ML Model Deployment End to End Part 4: Employing a Rendezvous Architecture

5 minute read

Project Overview

In the previous sections I have trained, deployed, and built an API for the Titanic Model, so I am all done right? Unfortunately machine learning models are not train, deploy, and forget. For models to be relevant to a user they must be monitored for model drift. In addition, when updating a model currently in production it is important to evaluate it on current data to ensure it performs at least as good as the current model. The last thing that should happen is the deployment of a model that performs worse than what was running.

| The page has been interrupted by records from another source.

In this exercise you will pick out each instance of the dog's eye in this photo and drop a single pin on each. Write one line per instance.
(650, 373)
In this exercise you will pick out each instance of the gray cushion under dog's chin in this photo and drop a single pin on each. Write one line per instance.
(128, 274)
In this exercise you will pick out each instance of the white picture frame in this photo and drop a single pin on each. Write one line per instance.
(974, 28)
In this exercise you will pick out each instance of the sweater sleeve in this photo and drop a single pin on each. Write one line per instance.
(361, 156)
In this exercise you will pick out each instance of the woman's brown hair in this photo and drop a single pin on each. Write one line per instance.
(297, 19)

As a result of the need to monitor production and development models this part of the project will focus on the following areas:

  1. Deploy a MongoDB to store model results
  2. Decide on basic data schema
  3. Update Model API to send input data and results to database
  4. Retrieve model metrics from database

Understanding a Machine Learning Rendezvous Architecture

In the book Machine Learning Logistics the authors Ted Dunning and Ellen Friedman demonstrate the importance of model maintenance. To help monitor current model and future model performance they propose the use of a Rendezvous Architecture. In a Rendezvous Architecture a request is not sent to a single model but rather three “models” with only one result being sent back to the user. The three models are a Decoy, Canary, and Real Model. The Decoy model just logs the original model inputs, the canary model is a baseline model to help evaluate current model performance, and finally you have the real model which returns results. The real key is each one of these models logs their results so the model developers can have a historical logs of model predictions.

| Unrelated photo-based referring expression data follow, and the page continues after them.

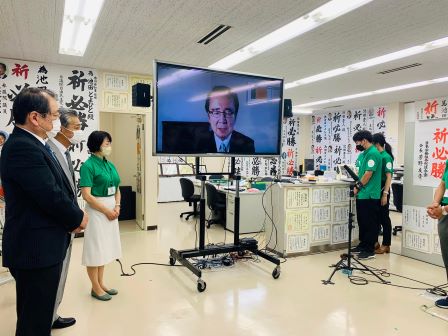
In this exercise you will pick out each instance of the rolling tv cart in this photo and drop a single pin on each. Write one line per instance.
(238, 245)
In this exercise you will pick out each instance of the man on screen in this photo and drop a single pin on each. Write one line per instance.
(222, 106)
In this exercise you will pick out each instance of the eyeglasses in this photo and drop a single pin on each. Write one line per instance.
(216, 113)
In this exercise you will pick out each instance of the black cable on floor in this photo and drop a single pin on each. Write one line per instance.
(361, 281)
(149, 263)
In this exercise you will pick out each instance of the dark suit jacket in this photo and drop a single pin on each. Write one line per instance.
(40, 205)
(239, 144)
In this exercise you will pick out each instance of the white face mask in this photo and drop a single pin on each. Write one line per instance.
(77, 137)
(106, 151)
(55, 130)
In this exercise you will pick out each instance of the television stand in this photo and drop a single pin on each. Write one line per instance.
(239, 245)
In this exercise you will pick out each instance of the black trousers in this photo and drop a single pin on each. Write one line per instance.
(367, 211)
(386, 223)
(36, 295)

For this project I am taking their basic design and modifying to resemble the architecture below.

In this architecture the API receives a request. The request is sent to a baseline model, what Ted Dunning and Ellen Friedman call the canary, the production model, and any dev models. The original data inputs, the transformed data, and each model output is sent to the database. Finally the production model predictions are sent back to the user. By saving all this data future model maintainers are able to see the original data sent to the API, data transformations for each model, and each model results. This data will enables maintainers to monitor model drift. It is also easy to add development models and save predictions, this will help evaluate if a model should be deployed or shelved.

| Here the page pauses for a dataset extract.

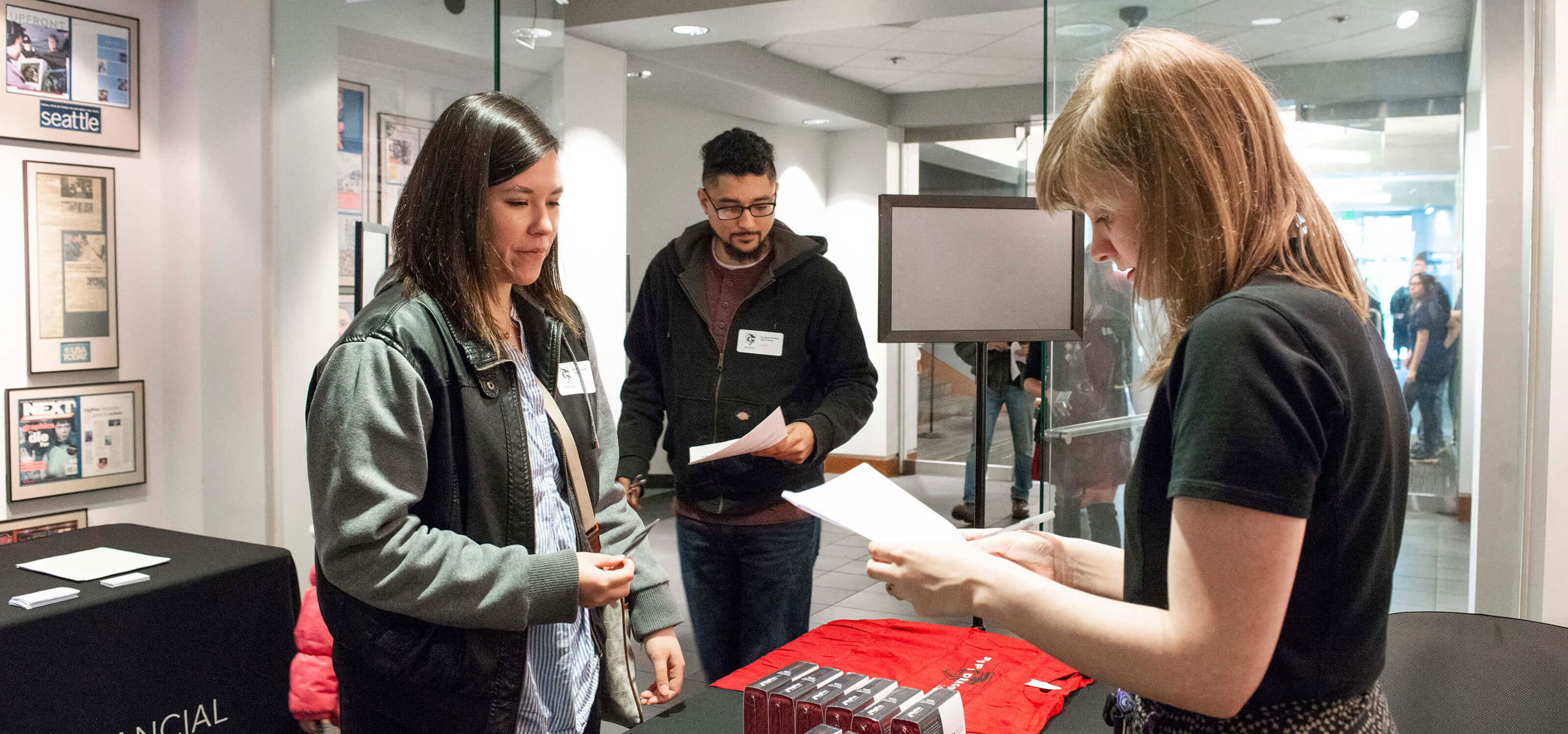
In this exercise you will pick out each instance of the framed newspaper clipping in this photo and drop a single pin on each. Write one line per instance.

Decide and Deploy the Database

I find many times when I am coding a solution I spend more time researching and thinking than actual coding. I consider it a measure three times cut once equivalent. I thought about just generating logs and dumping them into some type of object storage like S3. I thought about just sending the logs to a SQL database using a single table. I finally decided on using MongoDB. The primary reason is the schemaless design. This allows me the flexibility to add fields or remove as required. For example, if I decide to add a model in for development I can easily add a model and log the results. If the model does not work, I can easily remove it and there will be no impact on the database. The only thing that would be required is a naming convention and documentation to ensure there is no confusion. Below is the schema I am using to track the data and predictions.

data
└─── Date/Time
└─── Passenger ID
└─── Input Data
│   └─── Passenger Class
│   └─── Sex
│   └─── Siblings
│   └─── Parents
│   └─── Fare
│   └─── Embarked Location
│   └─── Age
└─── Baseline Model
│   └─── Model Name
│   └─── Model Data Transformations
│   │   └─── Passenger Class
│   │   └─── Gender
│   │   └─── Siblings
│   │   └─── Parents
│   │   └─── Fare
│   │   └─── Embarked
│   │   └─── Age
│   └─── Predicted Results (Binary Format 1/0)
│   └─── Predicted Results (Word Format Survived/Died)
└─── Production Model
│   └─── Model Name
│   └─── Model Data Transformations
│   │   └─── Passenger Class
│   │   └─── Gender
│   │   └─── Siblings
│   │   └─── Parents
│   │   └─── Fare
│   │   └─── Embarked
│   │   └─── Age
│   └─── Predicted Results (Binary Format 1/0)
│   └─── Predicted Results (Word Format Survived/Died)

The great part of this is I am now able to see the raw input data as well as any data transformations the model conducted. When making model adjustments this will give me a greater understanding of how the data transformations are impacting model performance on live data.

Data Analysis

Now all the data is in a place where it can be easily accessed I can load the data into a notebook and begin examining it. But as the site e2e Titanic Prediction Model is not easy to find and the call for on demand Titanic survival predictions is not in high demand, I had to generate some fake data.


While this data is fake, if it was real it could help the model team understand the discrepancy between the training data used and the data actually being sent to the prediction model.

Now I am able to combine the results from multiple models into a single dataframe. I can use this dataframe to further examine how the models perform against each other. For this example there is not much to examine as both the baseline and production models are the same model. For the next and final article I will examine how this rendezvous architecture can help me improve the model for deployment and create a model for development.

Conclusion

One thing I have liked about this whole project is each stage has presented me with an interesting challenge in a different area. For this part of the project the challenge was to examine the best database to use, then how to structure the schema. Then there was going back through the API built in the last section and refactoring it to send data to the database. In the next section I will wrap up this project and come full circle to create new models.